Seorang ibu rumah tangga asal dusun Nonggu II mencuci dan menimba air minum dari sisah air buangan dari petak sawah dengan kondisi air yang tidak higenis |
[Congkasae.com/Kereba] Sedikitnya enam orang warga desa Rana Mbata, Kecamatan Kota Komba Utara Kabupaten Manggarai Timur dipanggil penyidik polsek Wae Lengga Senin 28 Oktober 2024 buntut perusakan bak air minum milik warga dusun Nonggu II.
Perusakan bak air minum itu sendiri dilakukan oleh para pemilik sawah Wae Tuna dan Wae Redung yang selama ini menggunakan sumber mata air Wae Tuna untuk mengairi lahan persawahan mereka.
Para pemilik sawah merasa kesal lantaran warga Dusun Nonggu II melakukan sabotase mata air Wae Tuna dengan membangun bak penampung di lokasi mata air Wae Tuna tanpa adanya konfirmasi kepada para pemilik lahan sawah yang bergantung pada sumber mata air itu.
Petrus Jondo Salah seorang pengguna mata air Wae Tuna mengatakan areal persawahannya tak bisa digarap lantaran kekurangan debit air pasca pemasangan pipa air minum milik warga dusun Nonggu.
"Kami ada 34 pemilik sawah Wae Tuna dan Wae Redung merasa dirugikan atas tindakan warga Nonggu II karena melakukan sabotase mata air yang menjadi sumber air sawah kami selama ini,"kata Petrus Jondo kepada Media ini Minggu (27/10/2024).

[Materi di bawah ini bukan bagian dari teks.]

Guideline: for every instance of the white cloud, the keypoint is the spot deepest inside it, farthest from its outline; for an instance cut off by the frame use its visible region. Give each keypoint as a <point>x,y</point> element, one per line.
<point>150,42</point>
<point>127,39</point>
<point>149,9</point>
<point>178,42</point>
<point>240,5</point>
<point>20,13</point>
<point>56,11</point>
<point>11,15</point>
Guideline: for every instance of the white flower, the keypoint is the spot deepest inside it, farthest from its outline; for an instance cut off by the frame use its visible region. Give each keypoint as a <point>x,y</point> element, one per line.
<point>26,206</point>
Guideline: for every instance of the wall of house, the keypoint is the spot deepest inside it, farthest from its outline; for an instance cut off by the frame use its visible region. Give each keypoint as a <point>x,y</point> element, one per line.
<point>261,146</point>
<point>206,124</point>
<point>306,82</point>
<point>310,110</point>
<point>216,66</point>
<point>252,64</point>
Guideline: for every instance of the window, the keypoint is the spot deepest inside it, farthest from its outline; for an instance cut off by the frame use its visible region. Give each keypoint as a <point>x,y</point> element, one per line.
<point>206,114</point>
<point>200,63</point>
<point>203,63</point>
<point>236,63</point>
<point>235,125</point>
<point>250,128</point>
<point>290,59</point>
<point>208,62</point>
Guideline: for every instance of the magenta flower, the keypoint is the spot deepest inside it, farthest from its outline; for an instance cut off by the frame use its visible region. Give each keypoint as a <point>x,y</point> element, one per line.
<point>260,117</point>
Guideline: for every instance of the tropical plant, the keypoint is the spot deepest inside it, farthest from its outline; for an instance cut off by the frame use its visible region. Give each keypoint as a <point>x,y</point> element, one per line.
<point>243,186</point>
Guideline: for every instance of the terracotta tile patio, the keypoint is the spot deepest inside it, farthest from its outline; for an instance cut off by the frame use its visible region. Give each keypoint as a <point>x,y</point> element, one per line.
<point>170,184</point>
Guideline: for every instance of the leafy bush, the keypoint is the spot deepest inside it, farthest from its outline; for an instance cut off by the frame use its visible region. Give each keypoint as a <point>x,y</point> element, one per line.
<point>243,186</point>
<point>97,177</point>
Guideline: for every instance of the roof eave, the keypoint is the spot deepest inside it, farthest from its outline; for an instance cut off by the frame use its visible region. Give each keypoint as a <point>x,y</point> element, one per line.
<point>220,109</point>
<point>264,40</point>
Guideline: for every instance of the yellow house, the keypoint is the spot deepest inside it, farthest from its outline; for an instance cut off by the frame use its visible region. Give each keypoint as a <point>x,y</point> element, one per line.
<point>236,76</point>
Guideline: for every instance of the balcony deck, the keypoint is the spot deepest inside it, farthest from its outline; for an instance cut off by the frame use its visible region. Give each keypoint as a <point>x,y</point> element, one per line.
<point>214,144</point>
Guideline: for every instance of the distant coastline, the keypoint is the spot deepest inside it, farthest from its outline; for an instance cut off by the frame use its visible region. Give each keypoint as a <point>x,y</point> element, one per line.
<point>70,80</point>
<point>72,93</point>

Ia mengatakan warga dusun Nonggu II desa Rana Mbata melakukan sabotase mata air Wae Tuna tanpa adanya persetujuan dari pemilik sawah.
"Kami kaget setelah diberitahu oleh orang lain bahwa mereka (warga Dusun Nonggu II) memasang pipa air di mata air Wae Tuna yang menjadi mata air utama untuk areal persawahan kami selama ini,"tambah Petrus.
Atas dasar itu para pemilik sawah yang terdampak memutuskan untuk membongkar bak air di lokasi mata air Wae Tuna pada Kamis 24 Oktober 2024 yang sebelumnya dibangun oleh warga Nonggu II pada bulan Agustus 2024.
Para pemilik sawah ketika menghancurkan bak air minum milik warga dusun Nonggu II Kamis 24 Oktober 2024. |
"Karena kami punya sawah gagal panen akibat kurangnya debit air setelah warga Nonggu ini memasang pipa air di lokasi mata air,"ujar Petrus.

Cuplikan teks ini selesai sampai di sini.